Bank Shot: Inside The Vault

Journal Subscription and Open Access Expenditures: Opening the ...

Introduction

Thanks for visiting my blog today!

To provide some context to today’s blog, I have another blog I have yet to release called “Bank Shot” which talks about NBA salaries. Over there, I talked a little bit about contracts and designing a model to predict NBA player salaries. However, that analysis was pretty short and to the point. Over here, I want to take a deeper and more technical dive into the data as well as the more technical aspects of how I created and tuned my model.

What about the old model?

What do we need to know about the old model? For the purposes of this blog, all we need to know is that it included a lot of individual NBA statistics from the 2017-18 season predicting next year’s salary (look at GitHub for a full list) and that my accuracy when all was said and done sat just below 62%. I was initially pleased with this score until revisiting my project with fresh eyes. After doing so, I made my code more efficient, added meaningful EDA, and had a better accuracy score.

Step 1 – Collect and merge data

My data came from kaggle.com. In addition, it was in the form of a three different files, so I merged them all into one database representing one NBA season even though some of them went a lot further back in history (So that should intuitively be like 450 total rows before accounting for null values; 15 player rosters, 30 teams). Also, even though this doesn’t really belong here, I added a BMI feature before any data cleaning or feature engineering so I might as well mention that.

Step 2 – Hypothesis Testing (Round 1)

General Concepts And Goals Of Hypothesis Testing

Here are a couple inquiries I investigated before feature generation, engineering, and data cleaning. This is not nearly comprehensive.
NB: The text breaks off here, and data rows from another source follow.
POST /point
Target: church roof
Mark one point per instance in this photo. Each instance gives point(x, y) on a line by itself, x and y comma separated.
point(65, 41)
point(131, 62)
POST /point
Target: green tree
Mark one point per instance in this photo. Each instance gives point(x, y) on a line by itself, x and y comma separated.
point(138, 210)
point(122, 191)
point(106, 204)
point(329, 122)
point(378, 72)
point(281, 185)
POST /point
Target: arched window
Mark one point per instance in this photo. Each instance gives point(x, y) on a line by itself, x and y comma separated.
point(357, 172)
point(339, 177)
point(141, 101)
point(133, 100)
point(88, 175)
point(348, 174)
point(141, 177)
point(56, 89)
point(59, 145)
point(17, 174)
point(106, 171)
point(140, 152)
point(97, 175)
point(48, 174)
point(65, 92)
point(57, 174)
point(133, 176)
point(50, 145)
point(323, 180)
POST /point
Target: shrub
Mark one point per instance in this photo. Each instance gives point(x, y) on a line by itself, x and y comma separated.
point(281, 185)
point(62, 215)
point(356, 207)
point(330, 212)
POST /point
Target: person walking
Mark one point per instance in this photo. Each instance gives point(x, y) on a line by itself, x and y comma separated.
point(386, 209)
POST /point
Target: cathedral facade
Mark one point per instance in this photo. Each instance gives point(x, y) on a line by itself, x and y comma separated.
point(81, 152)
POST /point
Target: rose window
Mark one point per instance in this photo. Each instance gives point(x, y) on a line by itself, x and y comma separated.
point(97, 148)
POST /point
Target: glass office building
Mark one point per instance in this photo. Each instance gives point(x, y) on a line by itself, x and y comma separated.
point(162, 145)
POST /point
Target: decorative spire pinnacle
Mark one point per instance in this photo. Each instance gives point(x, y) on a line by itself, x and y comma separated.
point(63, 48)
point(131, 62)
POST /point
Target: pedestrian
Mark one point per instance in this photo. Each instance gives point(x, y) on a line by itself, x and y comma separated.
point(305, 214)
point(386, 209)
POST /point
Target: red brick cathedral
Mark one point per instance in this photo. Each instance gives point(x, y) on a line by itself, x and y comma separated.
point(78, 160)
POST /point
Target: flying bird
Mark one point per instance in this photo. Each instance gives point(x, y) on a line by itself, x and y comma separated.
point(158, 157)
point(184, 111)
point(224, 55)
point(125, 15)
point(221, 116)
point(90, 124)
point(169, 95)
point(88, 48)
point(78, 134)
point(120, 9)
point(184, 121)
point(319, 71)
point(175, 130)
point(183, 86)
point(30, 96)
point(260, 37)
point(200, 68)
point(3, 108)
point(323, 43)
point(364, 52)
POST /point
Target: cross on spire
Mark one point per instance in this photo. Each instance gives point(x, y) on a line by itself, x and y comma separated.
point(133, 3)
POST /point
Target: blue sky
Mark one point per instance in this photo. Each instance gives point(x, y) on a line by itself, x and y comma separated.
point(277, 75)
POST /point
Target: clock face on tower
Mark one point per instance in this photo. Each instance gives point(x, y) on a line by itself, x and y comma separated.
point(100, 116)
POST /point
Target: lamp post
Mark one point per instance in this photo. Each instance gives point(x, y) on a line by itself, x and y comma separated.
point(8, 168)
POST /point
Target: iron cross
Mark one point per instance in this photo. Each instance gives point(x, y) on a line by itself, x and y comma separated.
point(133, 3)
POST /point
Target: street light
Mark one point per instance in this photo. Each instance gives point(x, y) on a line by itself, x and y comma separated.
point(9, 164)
There is so much to investigate so I chose a couple of questions. First: can we say with statistical significance (I’m going to start skipping that prelude) that shorter players shoot better than taller players? Yup! Better yet, we have high statistical power despite a small sample size. In other words, we can trust this finding. Next: do shooting guards shoot 2-pointers better than point guards? We fail to reject the null hypothesis (likely their averages are basically the same) but we have low power. So this finding is harder to trust. However, what we do find, with high statistical power, is that centers shoot 2-pointers better than power forwards. Next: do point guards tend to play more or less minutes than shooting guards? We can say with high power that these players tend to play very similar amounts of minutes. The next logical question is to compare small forwards and centers who, on an absolute basis, play the most and least minutes respectively. Well, as no surprise, we can say with high power that they tend to play different amounts of minutes.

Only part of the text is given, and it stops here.